Despite the novel's essentially comic nature, it's comedy with a bite; and the reader may feel a bit unsettled during and after the reading of it. The despair is quite real and quite lyrically described, with a painter's eye, one could say:

"And I went out to get room for my grief. Thank God, it was a high sky on Greenbank. Darker than I expected....Sun was in the bank. Streak of salmon below. Salmon trout above soaking into wash blue. River whirling along so fast that its skin was pulled into wrinkles like silk dragged over the floor. Shot silk. Fresh breeze off the eyot. Sharp as spring frost. Ruffling under the silk-like muscles in a nervous horse. Ruffling under my grief like ice and hot daggers."

Explaining what this book is "about" though, in a deeper sense - and there is a deeper sense - is well-nigh impossible. This difficulty arises from the fact that Jimson quotes Blake's prophetic and abstruse poems throughout the book. Indeed, they make up almost a fifth of the entire novel and seem to be the only thing in which Jimson staunchly believes. All this is to say that if you have a comprehensive understanding of Blake's mythology - Be clear though that Blake and Jimson emphatically do NOT regard it as mythology - you might understand this book. Any poor soul that's delved into Blake's arcana and tried to make sense of them knows full well what a bootless task this endeavour is. The only thing one can say with any degree of certainty is that Jimson, along with Blake, is the artist who thinks that the world can go hang. Art is the only reality.

Thus Jimson cadges, robs, nearly starves himself, murders (inadvertently, of course) in order to follow his pursuit. Be all this as it may, when all is said and done, it is Cary's gift with dialogue and Jimson's sharp wit that catch the reader and linger. Further, the book, for all its madcap drolleries, has a twilit shroud hanging over it. The reader knows from the first chapter that Jimson will die soon, and as Jimson says:

"Old men when they begin to hear the last trumpet, on the morning breeze, often have a kind of absent-minded smile; like people listening."

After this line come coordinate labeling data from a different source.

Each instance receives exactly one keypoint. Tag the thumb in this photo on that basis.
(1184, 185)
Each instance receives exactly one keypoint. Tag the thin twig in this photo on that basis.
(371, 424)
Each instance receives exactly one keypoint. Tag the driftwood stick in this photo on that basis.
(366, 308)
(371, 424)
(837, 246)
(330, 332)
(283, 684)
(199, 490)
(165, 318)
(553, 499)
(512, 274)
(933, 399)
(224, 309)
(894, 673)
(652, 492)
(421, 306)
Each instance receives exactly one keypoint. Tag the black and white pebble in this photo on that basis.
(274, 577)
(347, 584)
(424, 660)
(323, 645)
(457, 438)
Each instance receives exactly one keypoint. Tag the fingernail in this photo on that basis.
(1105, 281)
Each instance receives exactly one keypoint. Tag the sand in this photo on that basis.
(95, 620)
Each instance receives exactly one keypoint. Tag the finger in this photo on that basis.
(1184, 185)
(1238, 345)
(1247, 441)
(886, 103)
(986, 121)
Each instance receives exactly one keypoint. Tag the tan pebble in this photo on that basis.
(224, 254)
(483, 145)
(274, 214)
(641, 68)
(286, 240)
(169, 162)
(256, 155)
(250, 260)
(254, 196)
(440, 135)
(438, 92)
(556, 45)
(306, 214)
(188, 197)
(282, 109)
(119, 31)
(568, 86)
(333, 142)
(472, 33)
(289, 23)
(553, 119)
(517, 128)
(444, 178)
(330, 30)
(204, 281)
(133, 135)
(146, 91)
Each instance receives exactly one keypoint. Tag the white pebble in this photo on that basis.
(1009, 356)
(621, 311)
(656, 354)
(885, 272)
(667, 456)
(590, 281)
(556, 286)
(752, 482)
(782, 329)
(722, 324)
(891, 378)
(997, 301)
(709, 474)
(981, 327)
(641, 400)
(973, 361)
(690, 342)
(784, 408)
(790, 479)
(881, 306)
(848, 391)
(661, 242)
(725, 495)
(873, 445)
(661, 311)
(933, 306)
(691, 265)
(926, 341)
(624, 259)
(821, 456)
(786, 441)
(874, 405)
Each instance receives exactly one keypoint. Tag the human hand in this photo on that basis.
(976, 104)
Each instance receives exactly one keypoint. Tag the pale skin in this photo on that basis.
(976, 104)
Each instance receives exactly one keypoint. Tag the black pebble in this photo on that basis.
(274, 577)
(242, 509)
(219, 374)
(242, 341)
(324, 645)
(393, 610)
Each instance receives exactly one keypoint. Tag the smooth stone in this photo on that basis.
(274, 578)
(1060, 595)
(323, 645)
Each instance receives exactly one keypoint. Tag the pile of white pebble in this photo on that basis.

It's no small task to wipe that smile off one's face after finishing this book.
Mr_Mix
One of the greatest novels of the 20th century. I don't know how Modern Library missed this one. Anthony Burgess regarded it as one of the greatest novels of the modern era and so did many other writers and critics. Joyce Cary is a master of colloquial British dialogue and the novel is both uproariously funny and metaphysically profound. Best of all are the unforgettable characters...,,Gulley Jonson, Sara Monday, et, al, Easily the finest novel about a painter and his art and one of my favorites. Easily in my top ten novels of all time
BOND
This is pure genius! LOVED Gulley, and his attitude and especially his crazy antics! Uproariously funny! What a pleasure!
Shaktit
A Classic novel beautifully written. Marvelous characters and realistic settings inhabited by an elderly painter who follows his art and heart. Arrived on time and in excellent condition.
Zacki
I have loved this book for about 60 years and re-read it regularly. I also love the movie starring Alec Guinness who wrote the screenplay.
Qucid
I thoroughly enjoyed this book, simoultaneously amused, puzzled and fascinated by the wierd shenanigans of Gulley Jimson's life style; his irresponsible, at times reprehensible behavior, his flights of imagination, and the way others relate to him.
You have to have the right sense of humor for this book but it is worth it. A classic that has stood the test of time.